Our key findings were:

  • The practice was clean and well maintained.
  • The practice had infection control procedures which reflected published guidance.
  • Staff knew how to deal with emergencies. Appropriate medicines and life-saving equipment were available.
  • The practice had systems to help them manage risk.
  • The practice had suitable safeguarding processes and staff knew their responsibilities for safeguarding adults and children.
  • The practice had thorough staff recruitment procedures.
  • The clinical staff provided patients’ care and treatment in line with current guidelines.
  • Staff treated patients with dignity and respect and took care to protect their privacy and personal information.
  • The appointment system met patients’ needs.
  • The practice had effective leadership. Staff felt involved and supported and worked well as a team.
  • The practice asked staff and patients for feedback about the services they provided.
  • The practice dealt with complaints positively and efficiently.
  • Staff had completed a range of key training, though improvements could be made to ensure all staff received fire safety training.
  • Electronic dental care records were well-written, though improvements could be made to the detail of information written on paper dental care records.

There are areas where the provider could make improvements. They should:

  • Review the training needs of staff members to ensure they receive fire safety training.

  • Review the practice's protocols for completion of dental care records taking into account guidance provided by the Faculty of General Dental Practice regarding clinical examinations and record keeping.

  • Review the current staffing arrangements to ensure all dental care professionals are adequately supported by a trained member of the dental team when treating patients in a dental setting taking into account the guidance issued by the General Dental Council.

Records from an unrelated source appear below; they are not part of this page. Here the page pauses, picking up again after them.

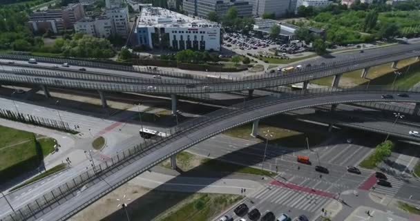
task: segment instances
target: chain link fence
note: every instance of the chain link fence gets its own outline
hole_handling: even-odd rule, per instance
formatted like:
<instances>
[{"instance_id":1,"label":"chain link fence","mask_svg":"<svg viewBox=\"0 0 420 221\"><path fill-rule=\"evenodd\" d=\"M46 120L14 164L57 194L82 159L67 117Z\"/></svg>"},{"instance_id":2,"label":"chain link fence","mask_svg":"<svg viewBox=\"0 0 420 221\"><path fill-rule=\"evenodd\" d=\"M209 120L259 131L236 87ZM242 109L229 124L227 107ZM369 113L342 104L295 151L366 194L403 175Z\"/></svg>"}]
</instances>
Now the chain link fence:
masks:
<instances>
[{"instance_id":1,"label":"chain link fence","mask_svg":"<svg viewBox=\"0 0 420 221\"><path fill-rule=\"evenodd\" d=\"M410 92L419 93L419 88L413 88L410 90ZM260 110L265 107L274 106L276 104L283 104L287 101L297 100L300 97L305 97L305 99L310 98L312 97L316 97L319 96L328 96L331 94L339 95L339 94L360 94L361 92L363 93L374 93L375 95L382 94L383 93L390 92L404 92L404 90L392 89L390 90L389 87L372 87L367 90L365 88L318 88L316 90L301 90L294 93L289 93L287 94L276 94L274 96L268 96L259 99L251 100L247 102L238 104L232 106L229 106L226 108L220 109L213 113L209 113L206 115L193 119L185 122L184 123L178 124L177 126L171 128L166 133L169 136L166 137L157 137L155 140L151 140L144 144L135 146L130 148L124 150L122 152L117 153L116 155L113 155L108 160L96 164L93 168L88 169L85 171L82 172L77 176L73 179L66 181L62 184L59 184L57 187L54 188L51 191L46 193L44 193L42 196L37 198L36 200L29 202L25 206L21 206L20 208L15 210L15 212L9 213L6 217L1 218L2 221L9 220L35 220L39 218L43 215L48 213L49 211L54 210L55 208L59 206L60 204L66 203L67 200L73 198L77 194L75 193L84 186L84 188L88 189L90 186L95 186L104 177L107 177L111 175L113 173L115 173L115 170L113 169L117 168L120 166L124 166L124 164L131 164L134 161L140 161L145 156L150 153L156 151L162 148L164 146L166 146L169 144L173 144L176 140L181 137L185 137L188 135L191 134L194 131L200 130L204 126L208 126L213 125L215 122L226 122L227 119L230 119L233 116L238 116L245 113L251 113L252 112L257 113L254 117L249 117L245 121L242 121L238 123L232 124L227 128L223 128L221 129L214 129L212 132L208 132L204 135L200 135L196 140L191 140L191 142L186 146L182 146L181 148L177 148L171 153L166 154L163 156L160 156L160 158L155 159L153 163L144 166L144 168L140 168L137 171L134 171L132 174L127 175L125 178L122 179L120 182L110 185L106 190L103 190L100 193L93 195L92 198L87 202L81 203L74 210L68 213L67 214L62 214L61 218L57 218L57 220L66 220L70 216L73 215L75 213L82 209L86 205L89 204L92 202L99 199L104 194L109 193L112 190L115 189L117 186L122 185L126 181L132 179L137 176L138 174L143 173L144 171L154 166L159 162L163 161L165 159L169 158L171 155L176 154L182 150L191 146L197 143L199 143L203 140L205 140L221 131L229 129L230 128L236 127L242 124L251 122L253 120L263 118L269 115L276 115L285 111L293 110L294 108L280 110L275 113L269 113L267 114L262 114L258 113ZM374 100L368 100L368 102L374 102L375 100L380 99L374 99ZM401 101L410 101L412 98L403 98L399 97ZM348 102L361 102L364 100L351 100ZM333 104L334 102L331 102ZM331 104L330 102L325 104L318 104L320 105ZM302 105L294 108L294 109L307 108L310 106ZM215 131L219 130L219 131ZM7 198L7 196L6 196Z\"/></svg>"}]
</instances>

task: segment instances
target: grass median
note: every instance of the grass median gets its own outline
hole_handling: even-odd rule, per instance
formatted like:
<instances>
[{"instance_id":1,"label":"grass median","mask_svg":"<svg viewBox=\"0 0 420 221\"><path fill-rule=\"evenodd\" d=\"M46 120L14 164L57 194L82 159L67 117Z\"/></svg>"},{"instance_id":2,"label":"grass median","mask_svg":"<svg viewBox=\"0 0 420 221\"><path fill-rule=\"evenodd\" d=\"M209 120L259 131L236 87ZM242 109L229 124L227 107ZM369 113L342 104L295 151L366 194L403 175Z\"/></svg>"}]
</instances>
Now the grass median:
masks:
<instances>
[{"instance_id":1,"label":"grass median","mask_svg":"<svg viewBox=\"0 0 420 221\"><path fill-rule=\"evenodd\" d=\"M25 182L23 182L23 184L12 188L10 189L10 191L14 191L14 190L18 189L19 188L23 187L25 186L29 185L34 182L38 181L44 177L46 177L55 173L59 172L59 171L65 169L66 168L66 166L67 166L67 165L66 164L59 164L51 168L50 169L47 170L46 171L44 172L43 173L41 173L37 176L35 176L35 177L30 178L30 180L28 180L27 181L25 181Z\"/></svg>"}]
</instances>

  • Review the staff supervision protocols and ensure an effective process is established for the on-going appraisal of all staff

8 October 2013

During a routine inspection

We spoke to some people who had received treatment on the day of our inspection and each person told us they were happy with the treatment they received. For example, one person told us "I am happy coming here. I would give the dentist 10 out of 10". People told us they had been given information from the dentist about the treatments options available and they had been able to make an informed decision. They said they were always clear about the costs involved with their treatments and we heard people could have private work carried out if they chose to. People told us the staff were welcoming and polite and they felt the surgery and treatment areas were always clean and that staff wore appropriate protective clothing during treatments.

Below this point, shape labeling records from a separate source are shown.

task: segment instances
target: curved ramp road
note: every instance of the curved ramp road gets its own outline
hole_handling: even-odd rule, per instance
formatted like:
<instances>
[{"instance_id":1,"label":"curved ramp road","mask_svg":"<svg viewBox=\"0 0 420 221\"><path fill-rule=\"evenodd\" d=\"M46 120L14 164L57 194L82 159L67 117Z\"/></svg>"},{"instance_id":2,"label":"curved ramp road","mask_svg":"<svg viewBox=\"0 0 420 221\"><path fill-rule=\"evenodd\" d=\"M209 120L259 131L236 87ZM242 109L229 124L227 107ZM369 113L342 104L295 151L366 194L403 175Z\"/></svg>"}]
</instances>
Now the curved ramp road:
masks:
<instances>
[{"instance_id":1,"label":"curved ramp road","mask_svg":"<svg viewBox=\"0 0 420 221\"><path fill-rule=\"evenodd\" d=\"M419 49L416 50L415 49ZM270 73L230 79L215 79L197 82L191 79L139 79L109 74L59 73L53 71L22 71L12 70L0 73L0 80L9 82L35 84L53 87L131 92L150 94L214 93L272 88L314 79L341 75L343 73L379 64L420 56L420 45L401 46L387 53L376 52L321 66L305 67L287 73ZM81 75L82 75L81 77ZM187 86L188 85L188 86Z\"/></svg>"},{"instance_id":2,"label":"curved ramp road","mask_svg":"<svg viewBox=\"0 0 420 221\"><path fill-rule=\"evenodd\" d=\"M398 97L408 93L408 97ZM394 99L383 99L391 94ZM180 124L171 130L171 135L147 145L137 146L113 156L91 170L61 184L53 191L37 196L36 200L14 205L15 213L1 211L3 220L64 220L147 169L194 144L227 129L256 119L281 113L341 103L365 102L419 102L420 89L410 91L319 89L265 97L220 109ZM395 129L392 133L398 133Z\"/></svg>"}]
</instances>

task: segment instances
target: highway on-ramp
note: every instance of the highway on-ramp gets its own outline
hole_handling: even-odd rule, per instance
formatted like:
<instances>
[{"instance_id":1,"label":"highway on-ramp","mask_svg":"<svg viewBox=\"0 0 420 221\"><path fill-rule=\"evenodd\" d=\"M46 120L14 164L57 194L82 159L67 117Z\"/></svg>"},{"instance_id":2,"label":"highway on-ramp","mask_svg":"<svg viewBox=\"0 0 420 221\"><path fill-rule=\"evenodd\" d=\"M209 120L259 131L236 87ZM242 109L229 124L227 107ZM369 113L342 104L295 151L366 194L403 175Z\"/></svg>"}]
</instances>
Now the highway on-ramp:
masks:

We found people were provided with information about different treatment options to enable them to choose a treatment suitable to their needs and people's preferences were respected. We found people received treatment after an examination of their needs and their medical history was checked to ensure they received treatment safely. The surgery and treatments areas were sufficiently cleaned and the instrument decontamination process took place in a way that prevented the risk of cross contamination. Staff were sufficiently supported through induction, training and team meetings and the provider maintained appropriate records and stored them securely.